Faster reaction rates, a substantially higher yield and a cleaner production process than is currently possible in the chemical industry. That is the result of a new sustainable chemical process that researchers from Universiteit van Amsterdam and Radboud Universiteit Nijmegen have developed with support from NWO ACTS (Advanced Chemical Technologies for Sustainability). A patent has recently been requested for this discovery.

Faster reaction rates, a substantially higher yield and a cleaner production process than is currently possible in the chemical industry. That is the result of a new sustainable chemical process that researchers from Universiteit van Amsterdam and Radboud Universiteit Nijmegen have developed with support from NWO ACTS (Advanced Chemical Technologies for Sustainability). A patent has recently been requested for this discovery.

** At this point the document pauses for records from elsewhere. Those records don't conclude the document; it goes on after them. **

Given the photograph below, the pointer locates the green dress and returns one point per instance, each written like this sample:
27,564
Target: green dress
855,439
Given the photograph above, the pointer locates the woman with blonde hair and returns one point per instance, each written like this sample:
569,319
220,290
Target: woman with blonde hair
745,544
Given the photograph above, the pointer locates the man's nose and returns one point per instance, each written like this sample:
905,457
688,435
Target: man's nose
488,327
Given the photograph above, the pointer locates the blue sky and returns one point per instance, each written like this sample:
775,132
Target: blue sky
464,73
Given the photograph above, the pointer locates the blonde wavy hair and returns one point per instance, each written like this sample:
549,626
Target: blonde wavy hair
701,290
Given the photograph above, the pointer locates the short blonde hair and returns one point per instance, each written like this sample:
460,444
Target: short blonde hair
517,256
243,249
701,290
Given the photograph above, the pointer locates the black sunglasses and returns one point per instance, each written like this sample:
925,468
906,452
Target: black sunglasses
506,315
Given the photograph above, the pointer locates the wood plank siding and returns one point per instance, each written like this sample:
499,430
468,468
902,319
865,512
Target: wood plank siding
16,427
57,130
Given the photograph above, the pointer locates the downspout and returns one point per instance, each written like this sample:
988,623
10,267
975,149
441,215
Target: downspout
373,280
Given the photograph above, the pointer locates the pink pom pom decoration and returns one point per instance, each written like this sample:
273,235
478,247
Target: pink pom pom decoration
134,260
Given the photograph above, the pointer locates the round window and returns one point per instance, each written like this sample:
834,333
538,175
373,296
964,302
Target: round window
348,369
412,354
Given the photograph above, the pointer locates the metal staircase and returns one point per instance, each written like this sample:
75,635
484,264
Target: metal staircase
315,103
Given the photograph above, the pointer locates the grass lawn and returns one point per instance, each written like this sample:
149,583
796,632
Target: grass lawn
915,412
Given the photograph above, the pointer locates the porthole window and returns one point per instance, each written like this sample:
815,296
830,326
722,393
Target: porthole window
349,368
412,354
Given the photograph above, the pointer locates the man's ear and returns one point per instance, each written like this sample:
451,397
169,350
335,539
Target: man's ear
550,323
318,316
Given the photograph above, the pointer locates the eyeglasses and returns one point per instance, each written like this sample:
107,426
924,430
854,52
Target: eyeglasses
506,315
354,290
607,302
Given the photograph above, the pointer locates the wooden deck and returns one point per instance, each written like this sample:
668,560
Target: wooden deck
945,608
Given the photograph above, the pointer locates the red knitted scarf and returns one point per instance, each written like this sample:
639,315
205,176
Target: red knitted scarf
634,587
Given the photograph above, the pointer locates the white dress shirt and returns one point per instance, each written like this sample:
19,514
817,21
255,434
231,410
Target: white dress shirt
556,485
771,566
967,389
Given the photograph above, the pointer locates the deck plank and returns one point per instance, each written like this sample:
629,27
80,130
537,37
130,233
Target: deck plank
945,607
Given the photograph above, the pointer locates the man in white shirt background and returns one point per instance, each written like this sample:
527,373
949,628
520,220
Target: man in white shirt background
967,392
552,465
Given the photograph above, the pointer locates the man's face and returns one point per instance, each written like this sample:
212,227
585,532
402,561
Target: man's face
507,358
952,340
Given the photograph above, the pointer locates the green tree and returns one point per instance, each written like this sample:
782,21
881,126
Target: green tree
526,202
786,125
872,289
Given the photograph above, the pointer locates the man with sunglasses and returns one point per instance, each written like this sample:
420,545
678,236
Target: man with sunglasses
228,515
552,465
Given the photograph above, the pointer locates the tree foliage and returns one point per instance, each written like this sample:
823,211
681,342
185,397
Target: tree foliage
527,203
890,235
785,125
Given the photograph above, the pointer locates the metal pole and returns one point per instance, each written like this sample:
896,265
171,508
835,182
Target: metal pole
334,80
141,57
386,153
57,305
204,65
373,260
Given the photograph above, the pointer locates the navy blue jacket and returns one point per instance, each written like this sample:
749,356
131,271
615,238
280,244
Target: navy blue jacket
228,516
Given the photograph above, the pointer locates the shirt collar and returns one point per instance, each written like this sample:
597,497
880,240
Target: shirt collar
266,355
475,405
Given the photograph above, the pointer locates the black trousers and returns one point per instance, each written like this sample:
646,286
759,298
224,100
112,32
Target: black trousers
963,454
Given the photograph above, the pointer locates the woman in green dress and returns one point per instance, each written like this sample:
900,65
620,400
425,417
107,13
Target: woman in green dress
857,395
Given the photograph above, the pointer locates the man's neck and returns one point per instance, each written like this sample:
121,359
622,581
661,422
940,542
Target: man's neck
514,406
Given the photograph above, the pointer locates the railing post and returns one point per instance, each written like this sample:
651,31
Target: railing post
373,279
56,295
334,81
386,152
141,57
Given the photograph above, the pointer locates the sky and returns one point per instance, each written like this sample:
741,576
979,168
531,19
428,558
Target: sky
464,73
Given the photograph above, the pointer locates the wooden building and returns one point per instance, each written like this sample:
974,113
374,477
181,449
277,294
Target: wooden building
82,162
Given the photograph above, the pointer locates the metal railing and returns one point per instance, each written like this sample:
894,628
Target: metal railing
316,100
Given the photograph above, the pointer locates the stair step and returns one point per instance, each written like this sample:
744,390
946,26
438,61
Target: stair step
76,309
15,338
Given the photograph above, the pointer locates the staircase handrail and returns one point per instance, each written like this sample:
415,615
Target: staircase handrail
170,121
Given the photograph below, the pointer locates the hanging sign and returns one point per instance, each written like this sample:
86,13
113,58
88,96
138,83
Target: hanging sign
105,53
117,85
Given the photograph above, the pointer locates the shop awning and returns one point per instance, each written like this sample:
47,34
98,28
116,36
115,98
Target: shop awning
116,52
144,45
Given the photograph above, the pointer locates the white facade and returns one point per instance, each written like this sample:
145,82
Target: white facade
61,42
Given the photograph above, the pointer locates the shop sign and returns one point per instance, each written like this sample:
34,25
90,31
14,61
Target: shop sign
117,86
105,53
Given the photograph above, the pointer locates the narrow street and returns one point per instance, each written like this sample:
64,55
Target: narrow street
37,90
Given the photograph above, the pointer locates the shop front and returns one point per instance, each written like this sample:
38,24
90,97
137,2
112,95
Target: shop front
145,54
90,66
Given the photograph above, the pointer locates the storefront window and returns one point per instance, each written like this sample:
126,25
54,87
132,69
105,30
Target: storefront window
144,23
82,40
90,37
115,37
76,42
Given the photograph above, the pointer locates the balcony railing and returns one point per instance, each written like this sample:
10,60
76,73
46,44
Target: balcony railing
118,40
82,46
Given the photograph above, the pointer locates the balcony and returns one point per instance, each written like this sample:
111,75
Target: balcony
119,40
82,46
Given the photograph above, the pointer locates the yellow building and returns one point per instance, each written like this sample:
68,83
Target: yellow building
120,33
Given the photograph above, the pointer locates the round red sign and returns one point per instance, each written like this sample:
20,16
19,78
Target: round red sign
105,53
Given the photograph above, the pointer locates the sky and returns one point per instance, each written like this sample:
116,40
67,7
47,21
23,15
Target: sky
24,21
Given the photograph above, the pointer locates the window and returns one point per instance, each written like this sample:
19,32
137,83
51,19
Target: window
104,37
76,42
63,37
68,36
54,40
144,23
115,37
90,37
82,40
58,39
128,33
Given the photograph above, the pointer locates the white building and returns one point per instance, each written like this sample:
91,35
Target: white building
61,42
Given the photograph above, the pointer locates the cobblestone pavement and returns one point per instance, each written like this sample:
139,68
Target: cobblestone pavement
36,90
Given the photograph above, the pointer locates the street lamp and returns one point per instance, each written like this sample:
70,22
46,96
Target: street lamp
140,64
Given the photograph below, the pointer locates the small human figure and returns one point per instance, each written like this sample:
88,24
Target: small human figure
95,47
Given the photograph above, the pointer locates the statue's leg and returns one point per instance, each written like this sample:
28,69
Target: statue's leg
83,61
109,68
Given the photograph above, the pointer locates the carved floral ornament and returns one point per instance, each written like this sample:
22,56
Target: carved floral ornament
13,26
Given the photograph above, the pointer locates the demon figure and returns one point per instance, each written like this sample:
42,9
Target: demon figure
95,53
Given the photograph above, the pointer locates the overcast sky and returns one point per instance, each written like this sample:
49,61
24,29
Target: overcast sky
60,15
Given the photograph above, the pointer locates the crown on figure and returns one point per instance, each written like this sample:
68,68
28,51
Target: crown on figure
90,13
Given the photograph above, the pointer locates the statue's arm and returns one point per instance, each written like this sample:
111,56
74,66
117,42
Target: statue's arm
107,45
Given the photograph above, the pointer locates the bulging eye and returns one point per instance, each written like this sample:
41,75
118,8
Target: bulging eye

The researchers discovered a so-called one-pot synthesis of complex molecules, in which several chemical steps take place in a single reaction vessel. Such an approach is very common in nature, for example, the life processes in a cell. However, in the laboratory and the chemical industry it is still in its infancy. The industrial partner of the researchers, Synthon, has recently requested a patent for this discovery. This is the first patent to emerge from an ACTS research project.

In the synthesis, the researchers combined a chemical reaction step, a metal-catalysed conversion, with a biological step that uses enzymes. For this to work the reaction conditions, e.g. temperature and pH, must be optimised for both steps. To their surprise the researchers noted that the resulting one-pot synthesis eventually lead to faster reaction rates with a substantially higher yield, than the two separate reactions.

Medicines

This synthesis concerns products built from complex molecules, for example, drug molecules. The pharmaceutical industry is particularly interested in such innovative methods. As well as economic benefits, these all provide advantages in the area of sustainability: a reduction in the number of reaction steps leads to a reduction in waste substances and a reduction in the energy needed.

The research project is one of nine projects currently running within the ACTS programme IBOS (Integration of Biosynthesis and Organic Synthesis). The cooperating partners in this project are Universiteit van Amsterdam, Radboud Universiteit Nijmegen, Technische Universiteit Eindhoven and the pharmaceutical company Synthon. The IBOS programme is one of the five subsidy programmes supported by ACTS.